It’s not a bad life; it’s just not the life I chose. I am warm, sheltered, loved. I have food on my table, a car, a laptop. It’s not a bad life. It just depends from what view I look. I have two beautiful, bright, energetic children who look like their handsome father whom I love. I had a happy, not perfect, but happy marriage…oops, there we go, my view changed with a verb. “had”, I “had” a loving husband. I had a handsome man with me everyday who on most days made me laugh, hugged me and kissed me. He said good morning and “I love you”. In a few short months my life changed. My husband died. He got sick. He died.
I hear in my head a lot the words “to whom much is given, much is expected”. I have been given much. I’m not rich. Not monetarily rich. I have been rich though and I have been given much. I had a bad marriage when I was very young, but I was given a second chance. I took it seriously. I learned to be accountable and to expect accountability. I learned to love and let myself be loved. I learned to trust and what it was like to be trusted. I have been given much.
It’s not a bad life, it’s just not what I chose. I think that’s my “theme”. Sometimes I feel like I’ve been tumbleweed just blowing in the wind…yet I know so many of my choices have been intentional. How is it that I have wound up in this dimension right next to my old one. I have the things we wanted, but I don’t have him. How does that happen? I did choose him and he fulfilled his path. He lived his life and I think he did pretty damn good. He wasn’t perfect. He wasn’t rich. He was gentle. He was caring. He was kind.
For over four years, I have been living in this altered reality. One moment the disbelief that this is my life is so great that I can hardly bear the weight on my shoulders, then, it’s just how things are…we just plug along. I am living my life, but I feel like an impostor. I feel like I will walk through a door or a portal or something and I’ll be back in the territory I know. The territory where I was not a single parent. The place when it was a pleasure to come home and say hello…now, if I have my boys with me, I don’t need to go home…we, three, are it. We, three, are complete, yet so incomplete and empty. I remember a place where laughter was present daily. Silliness was allowed because not every grown up was tired and sad. Where weekends were treasures and weekdays weren’t even that bad. A place where I was loved and able to give love too. A place that took me as I was even at my worst. Now I live in a place where tired is my MOD. Lonely is the coat I wear, even when I don’t want to…I try to be happy, normal, but this is not my reality. I miss him every moment…when kids are barfing or when kids are just being silly kids. I miss the glances across the room, the knowing smiles. I miss that thing…that unsaid, understood thing that you get when you’ve just been with each other and like it.

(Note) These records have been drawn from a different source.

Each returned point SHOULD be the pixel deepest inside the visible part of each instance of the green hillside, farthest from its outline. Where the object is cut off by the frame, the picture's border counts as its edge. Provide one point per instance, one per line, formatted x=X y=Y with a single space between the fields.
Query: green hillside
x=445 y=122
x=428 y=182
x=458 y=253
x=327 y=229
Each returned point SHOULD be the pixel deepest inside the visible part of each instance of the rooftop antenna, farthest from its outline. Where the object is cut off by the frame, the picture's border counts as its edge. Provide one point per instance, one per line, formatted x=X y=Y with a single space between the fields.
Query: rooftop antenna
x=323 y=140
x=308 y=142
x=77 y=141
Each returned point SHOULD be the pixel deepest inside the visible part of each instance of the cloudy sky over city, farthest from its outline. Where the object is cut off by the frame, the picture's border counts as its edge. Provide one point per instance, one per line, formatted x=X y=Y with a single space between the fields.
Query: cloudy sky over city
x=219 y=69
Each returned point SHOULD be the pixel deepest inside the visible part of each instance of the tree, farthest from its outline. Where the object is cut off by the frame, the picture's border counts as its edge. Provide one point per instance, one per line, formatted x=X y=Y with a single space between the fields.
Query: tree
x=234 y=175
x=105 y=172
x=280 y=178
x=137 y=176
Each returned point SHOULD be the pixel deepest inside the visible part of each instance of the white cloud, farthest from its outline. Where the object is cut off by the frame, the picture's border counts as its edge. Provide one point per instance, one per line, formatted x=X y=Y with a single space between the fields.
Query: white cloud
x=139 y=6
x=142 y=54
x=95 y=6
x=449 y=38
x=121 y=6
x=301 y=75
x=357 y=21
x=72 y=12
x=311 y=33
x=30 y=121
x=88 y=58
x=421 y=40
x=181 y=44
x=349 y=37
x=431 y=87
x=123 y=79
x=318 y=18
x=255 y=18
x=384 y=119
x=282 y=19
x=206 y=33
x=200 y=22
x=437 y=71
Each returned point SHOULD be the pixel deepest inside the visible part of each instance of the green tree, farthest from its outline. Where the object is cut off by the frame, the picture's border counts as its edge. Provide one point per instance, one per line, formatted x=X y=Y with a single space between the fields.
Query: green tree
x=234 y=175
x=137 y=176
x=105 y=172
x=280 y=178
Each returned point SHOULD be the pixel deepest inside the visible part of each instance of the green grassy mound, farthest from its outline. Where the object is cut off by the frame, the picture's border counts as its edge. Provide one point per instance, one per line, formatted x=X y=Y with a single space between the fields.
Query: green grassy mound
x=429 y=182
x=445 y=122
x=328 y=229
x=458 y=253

Now my life is ok. If you’re looking from outside the window of my house, you may think it looks pretty good. You may not hear me yelling at my kids because the responsibility of raising them alone frightens me and wears me out everyday and I’m just plain mad that their dad had to die. You may not see me crying at night while I put words on page. You may not see my son playing alone because I have to tend to his baby brother. You may not hear my baby crying because he wants mommy and mommy has to deal with bank or whatever.
When I write things like that…when I put my truth on a page, I feel guilty. I have a home. I can pray to any god I want. My children can go to school…I have water. So many people don’t have this…how can I complain? I had a great love, a great marriage, how can I complain? My life isn’t so bad, it’s just different than I thought it would be. Different, but it will be ok. It will always seem like a different reality, but it will be my reality and my life to take back and live. I will do this because I was given much and of me much is expected.